Merge K Sorted Linked Lists [Solution]

Solution 1 (using a min-heap)

Here’s a Python implementation of the merge_k_sorted_lists function using a min-heap:

import heapq
from typing import List

class ListNode:
    def __init__(self, val=0, next=None):
        self.val = val
        self.next = next

def merge_k_sorted_lists(lists: List[ListNode]) -> ListNode:
    # Create a min-heap to store the elements along with their indices (value, index, node)
    min_heap = [(node.val, i, node) for i, node in enumerate(lists) if node]
    heapq.heapify(min_heap)

    # Create a dummy node to build the merged sorted list
    dummy = ListNode()
    current = dummy

    while min_heap:
        val, i, node = heapq.heappop(min_heap)
        current.next = node
        current = current.next

        # Move to the next node in the same list
        if node.next:
            heapq.heappush(min_heap, (node.next.val, i, node.next))

    return dummy.next

# Example usage:
# Create sorted linked lists: 1 -> 4 -> 5, 1 -> 3 -> 4, 2 -> 6
list1 = ListNode(1, ListNode(4, ListNode(5)))
list2 = ListNode(1, ListNode(3, ListNode(4)))
list3 = ListNode(2, ListNode(6))

result = merge_k_sorted_lists([list1, list2, list3])

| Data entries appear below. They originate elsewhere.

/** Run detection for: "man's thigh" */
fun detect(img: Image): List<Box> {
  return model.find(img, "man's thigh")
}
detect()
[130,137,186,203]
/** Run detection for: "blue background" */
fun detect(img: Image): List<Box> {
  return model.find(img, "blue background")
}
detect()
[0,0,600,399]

# Display the merged sorted list: 1 -> 1 -> 2 -> 3 -> 4 -> 4 -> 5 -> 6
while result:
    print(result.val, end=" -> ")
    result = result.next
print("None")

This solution uses a min-heap to efficiently select the smallest element among the heads of the linked lists. We iteratively pop the smallest element from the heap, append it to the merged list, and move the corresponding list’s head to the next node.

Time Complexity:

The time complexity is O(N * log(k)), where N is the total number of elements in all linked lists, and k is the number of linked lists.

Space Complexity:

The space complexity is O(k) due to the min-heap.

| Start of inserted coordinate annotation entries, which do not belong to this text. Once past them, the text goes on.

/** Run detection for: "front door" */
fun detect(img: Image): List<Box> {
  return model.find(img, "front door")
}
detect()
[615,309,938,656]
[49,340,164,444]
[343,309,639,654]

Solution 2 (without using a heap)

Here’s a Python implementation of the merge_k_sorted_lists function without using a heap:

class ListNode:
    def __init__(self, val=0, next=None):
        self.val = val
        self.next = next

def merge_two_lists(l1: ListNode, l2: ListNode) -> ListNode:
    dummy = ListNode()
    current = dummy

    while l1 and l2:
        if l1.val < l2.val:
            current.next = l1
            l1 = l1.next
        else:
            current.next = l2
            l2 = l2.next
        current = current.next

    current.next = l1 or l2

    return dummy.next

def merge_k_sorted_lists(lists: List[ListNode]) -> ListNode:
    if not lists:
        return None

    while len(lists) > 1:
        merged_lists = []

        for i in range(0, len(lists), 2):
            l1 = lists[i]
            l2 = lists[i + 1] if i + 1 < len(lists) else None
            merged_lists.append(merge_two_lists(l1, l2))

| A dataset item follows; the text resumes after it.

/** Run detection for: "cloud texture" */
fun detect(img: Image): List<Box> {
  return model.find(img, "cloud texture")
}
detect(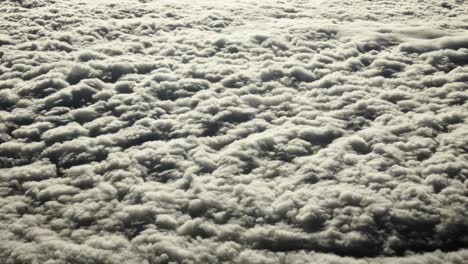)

        lists = merged_lists

    return lists[0] if lists else None

# Example usage:
# Create linked lists: 1 -> 4 -> 5, 1 -> 3 -> 4, 2 -> 6
list1 = ListNode(1, ListNode(4, ListNode(5)))
list2 = ListNode(1, ListNode(3, ListNode(4)))
list3 = ListNode(2, ListNode(6))

result = merge_k_sorted_lists([list1, list2, list3])

# Display the merged sorted list: 1 -> 1 -> 2 -> 3 -> 4 -> 4 -> 5 -> 6
current = result
while current:
    print(current.val, end=" -> ")
    current = current.next
print("None")

In this solution, we repeatedly merge pairs of linked lists until only one linked list remains. The merge_two_lists function is used to merge two sorted linked lists.

Time Complexity:

The time complexity is O(N * log(k)), where N is the total number of nodes in all linked lists, and k is the number of linked lists.

Here’s a breakdown of the time complexity:

1. Merging Pairs Logarithmically:
   • In each iteration, we merge pairs of linked lists.
   • In the first iteration, we merge k/2 pairs, in the second iteration, k/4 pairs, and so on.
   • The number of iterations required to reduce k to 1 is log(k) due to the logarithmic nature of the merging process.
2. Merging Two Lists:
   • The merge_two_lists function takes O(N) time, where N is the total number of nodes in the two lists being merged.
   • In the worst case, we have to merge all nodes in a single iteration, resulting in O(N) time complexity for each merge operation.
3. Total Time Complexity:
   • The total number of merge operations is proportional to the logarithm of the number of linked lists, which is log(k).
   • Each merge operation takes O(N) time.
   • Therefore, the overall time complexity is O(N * log(k)).

It’s important to note that this time complexity is an improvement over a naive approach that would involve merging all linked lists one by one, resulting in a time complexity of O(N * k). The provided solution exploits the sorted order of the input lists to efficiently merge them logarithmically.

Space Complexity:

The space complexity is O(1).